Vielleicht erfahren wir durch Mariño ja ein wenig mehr davon, wie das im 18. Jahrhundert hätte sein können. Die unvergleichliche Faszination der Ästhetik seines Singens mit herzerweichendem und trotzdem hoch individuellem Timbre schickt uns auf eine 250-jährige Zeitreise nach Italien und Frankreich, die wir zum ersten Mal oder dank seiner Konzerte und Tonträger zum zweiten Mal antreten können. Imaginiert tief in den Logen verborgen, alle Sinne konzentriert, den Stimmwundern der damaligen Zeit auf der Spur und doch am Ende wieder ganz im Heute des 21. Jahrhunderts angekommen. Natürlich klingt und funktioniert dieses Stimmfach ganz anders als Frauenstimmen. Die Expansionsfähigkeit der Stimme in der Höhe ist vergleichsweise limitiert. Das Fach, das Mariño abdeckt, ist mit lyrischer Koloratur gut beschrieben. Dieses Vertraute und sensationelle Ausgrabungen mischende Programm ist nur so gespickt mit technischen Schwierigkeiten und verlangt einen beträchtlichen Tonumfang, aber auch endlose Legatobögen und eine hervorragende Atemtechnik. Es wartet mit Überraschungen auf, als die berühmte Arie „Che farò senza Euridice“ in einer kaum bekannten Version aus Glucks Oper „Le feste d’Apollo“ gewählt wurde.

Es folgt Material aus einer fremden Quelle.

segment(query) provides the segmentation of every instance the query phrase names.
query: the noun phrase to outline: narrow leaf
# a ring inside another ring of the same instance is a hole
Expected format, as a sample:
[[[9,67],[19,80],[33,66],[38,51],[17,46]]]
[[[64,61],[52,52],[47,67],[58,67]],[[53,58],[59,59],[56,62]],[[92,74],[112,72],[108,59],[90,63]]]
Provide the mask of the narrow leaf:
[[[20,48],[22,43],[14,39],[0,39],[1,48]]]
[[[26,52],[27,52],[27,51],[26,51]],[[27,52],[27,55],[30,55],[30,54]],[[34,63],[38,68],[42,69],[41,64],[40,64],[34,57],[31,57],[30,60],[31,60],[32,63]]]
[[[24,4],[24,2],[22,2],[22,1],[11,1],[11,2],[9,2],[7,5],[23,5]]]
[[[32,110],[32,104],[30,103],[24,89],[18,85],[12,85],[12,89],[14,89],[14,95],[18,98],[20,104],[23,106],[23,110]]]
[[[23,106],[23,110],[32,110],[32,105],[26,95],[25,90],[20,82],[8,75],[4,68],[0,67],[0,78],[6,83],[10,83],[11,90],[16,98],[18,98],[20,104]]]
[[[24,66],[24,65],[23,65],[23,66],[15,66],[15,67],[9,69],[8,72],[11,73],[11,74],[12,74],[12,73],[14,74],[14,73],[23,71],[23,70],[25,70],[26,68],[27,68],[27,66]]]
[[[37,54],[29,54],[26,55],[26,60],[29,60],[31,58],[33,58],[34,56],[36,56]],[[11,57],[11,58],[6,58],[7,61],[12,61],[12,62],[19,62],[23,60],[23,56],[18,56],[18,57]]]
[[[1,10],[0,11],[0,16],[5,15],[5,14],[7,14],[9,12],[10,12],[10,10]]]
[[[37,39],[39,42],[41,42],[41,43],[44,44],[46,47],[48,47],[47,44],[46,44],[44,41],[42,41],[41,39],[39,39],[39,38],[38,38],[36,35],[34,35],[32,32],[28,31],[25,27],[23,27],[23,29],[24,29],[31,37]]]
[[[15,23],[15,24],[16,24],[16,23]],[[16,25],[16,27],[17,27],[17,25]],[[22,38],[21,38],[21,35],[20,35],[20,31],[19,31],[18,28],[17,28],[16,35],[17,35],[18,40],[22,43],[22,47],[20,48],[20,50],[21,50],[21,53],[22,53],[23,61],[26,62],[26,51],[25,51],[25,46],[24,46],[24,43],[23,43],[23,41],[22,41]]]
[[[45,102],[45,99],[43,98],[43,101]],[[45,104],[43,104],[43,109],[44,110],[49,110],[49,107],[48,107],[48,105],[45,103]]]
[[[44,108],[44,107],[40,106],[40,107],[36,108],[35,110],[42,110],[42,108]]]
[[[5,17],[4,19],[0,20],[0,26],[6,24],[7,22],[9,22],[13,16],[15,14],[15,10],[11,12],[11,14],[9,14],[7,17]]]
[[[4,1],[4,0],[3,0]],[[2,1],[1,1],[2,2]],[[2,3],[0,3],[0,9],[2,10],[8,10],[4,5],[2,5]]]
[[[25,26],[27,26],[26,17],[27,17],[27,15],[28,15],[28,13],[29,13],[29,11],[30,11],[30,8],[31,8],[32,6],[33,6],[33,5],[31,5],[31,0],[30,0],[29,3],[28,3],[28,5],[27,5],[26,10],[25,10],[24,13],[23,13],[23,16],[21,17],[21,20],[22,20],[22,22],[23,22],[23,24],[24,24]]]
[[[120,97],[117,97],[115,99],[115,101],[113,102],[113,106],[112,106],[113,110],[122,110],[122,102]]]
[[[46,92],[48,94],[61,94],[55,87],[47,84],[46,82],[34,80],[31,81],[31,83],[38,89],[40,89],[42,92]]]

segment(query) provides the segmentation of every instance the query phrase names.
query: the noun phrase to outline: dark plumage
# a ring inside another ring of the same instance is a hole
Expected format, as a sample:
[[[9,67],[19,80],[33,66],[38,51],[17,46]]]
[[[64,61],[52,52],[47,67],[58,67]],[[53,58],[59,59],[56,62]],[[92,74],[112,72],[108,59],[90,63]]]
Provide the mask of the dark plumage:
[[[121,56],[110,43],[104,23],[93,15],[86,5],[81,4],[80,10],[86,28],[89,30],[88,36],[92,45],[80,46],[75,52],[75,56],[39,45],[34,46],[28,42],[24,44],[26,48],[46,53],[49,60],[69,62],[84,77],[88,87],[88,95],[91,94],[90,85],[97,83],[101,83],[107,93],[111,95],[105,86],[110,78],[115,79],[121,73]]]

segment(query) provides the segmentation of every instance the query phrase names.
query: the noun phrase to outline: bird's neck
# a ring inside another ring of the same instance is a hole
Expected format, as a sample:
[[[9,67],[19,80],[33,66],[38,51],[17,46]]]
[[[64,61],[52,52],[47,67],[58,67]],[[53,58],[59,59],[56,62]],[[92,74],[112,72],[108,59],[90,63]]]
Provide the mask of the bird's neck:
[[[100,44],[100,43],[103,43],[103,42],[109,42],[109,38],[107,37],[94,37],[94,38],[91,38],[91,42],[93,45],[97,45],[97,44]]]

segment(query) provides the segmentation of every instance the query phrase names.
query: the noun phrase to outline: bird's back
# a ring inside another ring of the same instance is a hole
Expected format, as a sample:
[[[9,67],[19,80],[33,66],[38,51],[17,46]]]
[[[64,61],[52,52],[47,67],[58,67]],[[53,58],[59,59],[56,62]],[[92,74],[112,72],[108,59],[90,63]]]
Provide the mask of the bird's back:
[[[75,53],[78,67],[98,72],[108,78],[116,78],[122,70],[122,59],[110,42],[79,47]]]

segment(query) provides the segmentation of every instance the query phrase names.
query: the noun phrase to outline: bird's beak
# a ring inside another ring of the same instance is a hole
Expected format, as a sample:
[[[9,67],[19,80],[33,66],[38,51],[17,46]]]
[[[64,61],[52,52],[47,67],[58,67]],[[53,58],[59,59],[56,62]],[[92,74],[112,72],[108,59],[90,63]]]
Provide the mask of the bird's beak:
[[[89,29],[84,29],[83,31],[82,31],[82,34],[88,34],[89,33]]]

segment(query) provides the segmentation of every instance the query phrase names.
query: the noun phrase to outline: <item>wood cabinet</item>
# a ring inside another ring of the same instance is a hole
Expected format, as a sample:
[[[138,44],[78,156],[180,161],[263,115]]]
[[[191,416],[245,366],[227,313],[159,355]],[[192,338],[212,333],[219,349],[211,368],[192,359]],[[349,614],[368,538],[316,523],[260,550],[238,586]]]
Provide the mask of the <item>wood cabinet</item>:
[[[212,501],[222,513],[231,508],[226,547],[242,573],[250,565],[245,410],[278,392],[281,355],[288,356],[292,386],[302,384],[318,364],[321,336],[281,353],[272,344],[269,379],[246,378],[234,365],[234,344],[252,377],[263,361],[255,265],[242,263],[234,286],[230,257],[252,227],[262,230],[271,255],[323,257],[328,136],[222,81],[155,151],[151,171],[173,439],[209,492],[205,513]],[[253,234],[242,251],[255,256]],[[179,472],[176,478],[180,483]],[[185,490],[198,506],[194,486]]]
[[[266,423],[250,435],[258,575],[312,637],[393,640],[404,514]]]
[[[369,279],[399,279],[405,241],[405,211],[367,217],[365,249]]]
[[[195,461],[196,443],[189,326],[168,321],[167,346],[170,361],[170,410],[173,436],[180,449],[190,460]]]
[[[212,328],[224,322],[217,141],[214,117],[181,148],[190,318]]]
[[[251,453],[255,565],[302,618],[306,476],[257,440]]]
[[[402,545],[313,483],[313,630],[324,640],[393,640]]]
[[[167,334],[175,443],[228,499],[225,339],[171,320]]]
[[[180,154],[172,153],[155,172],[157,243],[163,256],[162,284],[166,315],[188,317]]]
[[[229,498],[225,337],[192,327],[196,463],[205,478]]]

Andrea Marcon und das La Cetra Barockorchester Basel agieren historisch informiert und bieten dem Sänger einen hochprofessionellen und beweglichen Instrumentalrahmen. Mit der Ouvertüre zu „L’Amant anonyme“ von Joseph Bologne kann La Cetra das stupende Niveau des außerordentlichen Schweizer Barockorchesters einmal mehr für sich sprechen lassen.

Fazit: Nehmen wir dieses Album, als das, was es ist. Und das ist viel: Eine bunte exotische Blüte in der Diskothek des 18. Jahrhunderts, die unser Verständnis über die Oper des 18. Jahrhunderts zu erweitern vermag und die Begegnung mit einer luxuriösen männlichen Sopranstimme bereithält, die unsere Hörgewohnheiten herausfordert. Beim mehrmaligen Abspielen hat mich dieses Album immer mehr für sich einnehmen können. Sich darauf einzulassen, lohnt sich auf jeden Fall.

https://www.youtube.com/watch?v=7TocGcbSLF8

https://www.samuelmarino.com/

Hinweis: Beim Label Orfeo ist 2020 Marinos erstes Solo-Album „Care Pupille“ mit Arien von Händel und Gluck (Händelfestspielorchester Halle unter der künstlerischen Leitung von Michael Hofstetter) erschienen.